= James Deren =

James "Jim" Deren was an American fisher. He owned and operated the Angler's Roost, a well-known fishing-tackle shop in New York City, for over forty years. The many notable clients of the Roost included Ted Williams, Benny Goodman, Bing Crosby, and Dwight D. Eisenhower. Deren invented several flies, such as The Fifty Degrees and Deren's Fox Dry Fly, and he was well known to anglers as a good source of information. He was a guest on "The Sportsman's Guide", a television show that ran for 26 weeks on the DuMont Television Network, and a technical panelist on the radio show "The Rod and Gun Club of the Air".

Deren began tying flies in grade school in New Jersey and sold his flies in New York, New Jersey and Pennsylvania.
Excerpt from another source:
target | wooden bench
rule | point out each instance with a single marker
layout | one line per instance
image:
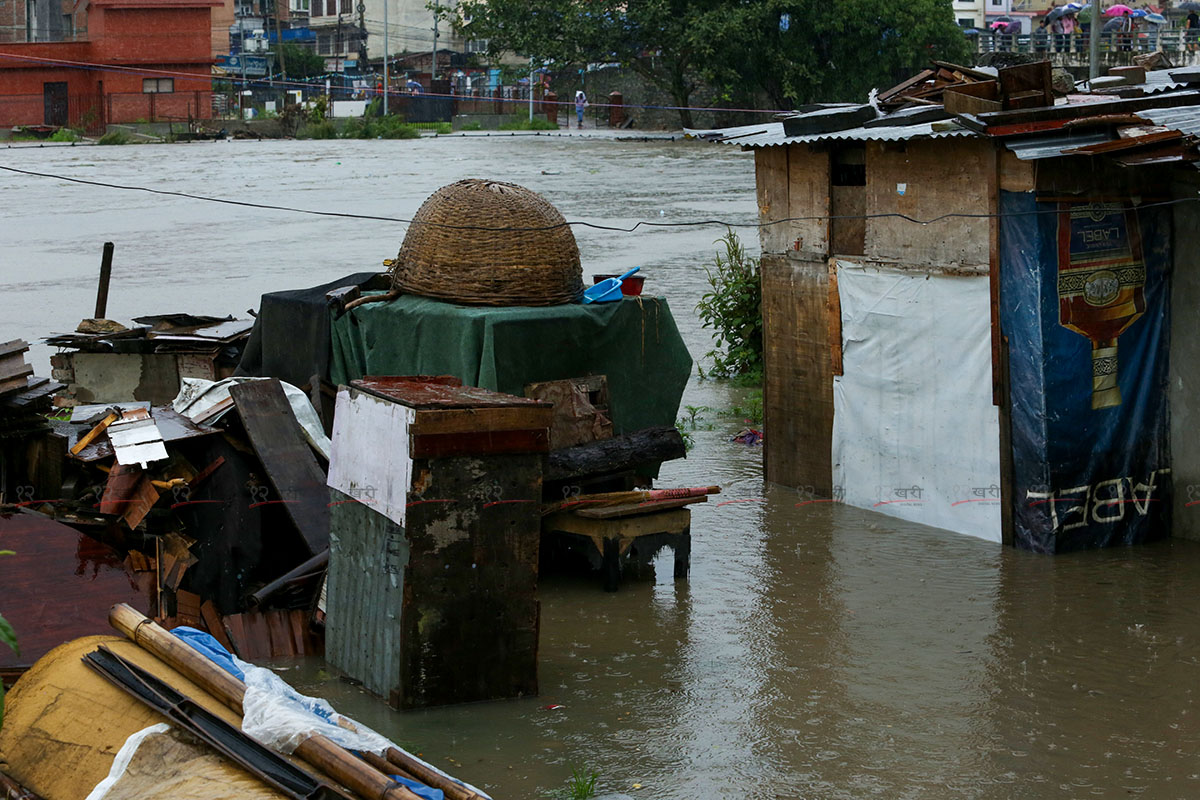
(628, 535)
He started out as a fishing-tackle buyer for a shop in Newark and then worked for Alex Taylor and Company in New York City. He then became a buyer and salesman for Kirkland Brothers, where he advised clients on the technical aspects of fly-fishing and handled their fly-tying material. At that time he also began selling flytying material through a mail-order business he ran at night. This side business led him to quit his job at Kirkland Brothers and open the first Angler's Roost at 207 East Forty-third St., between 2nd and 3rd Ave, which later moved to the basement of the Chrysler Building and then the East Forty-fourth St location on the third floor of 141 East Forty-fourth St. near Grand Central Station.

Deren was a first-rate angler and well known raconteur in the world of flyfishing. One of his notable quotes was posted in his shop: "There don't have to be a thousand fish in a river; let me locate a good one and I'll get a thousand dreams out of him before I catch him—and, if I catch him, I'll turn him loose."

Deren worked at the Roost until shortly before his death in 1983. In 1985, a tag sale and auction of his remaining merchandise was held for two days at Bedford Historical Hall in Bedford Village, New York.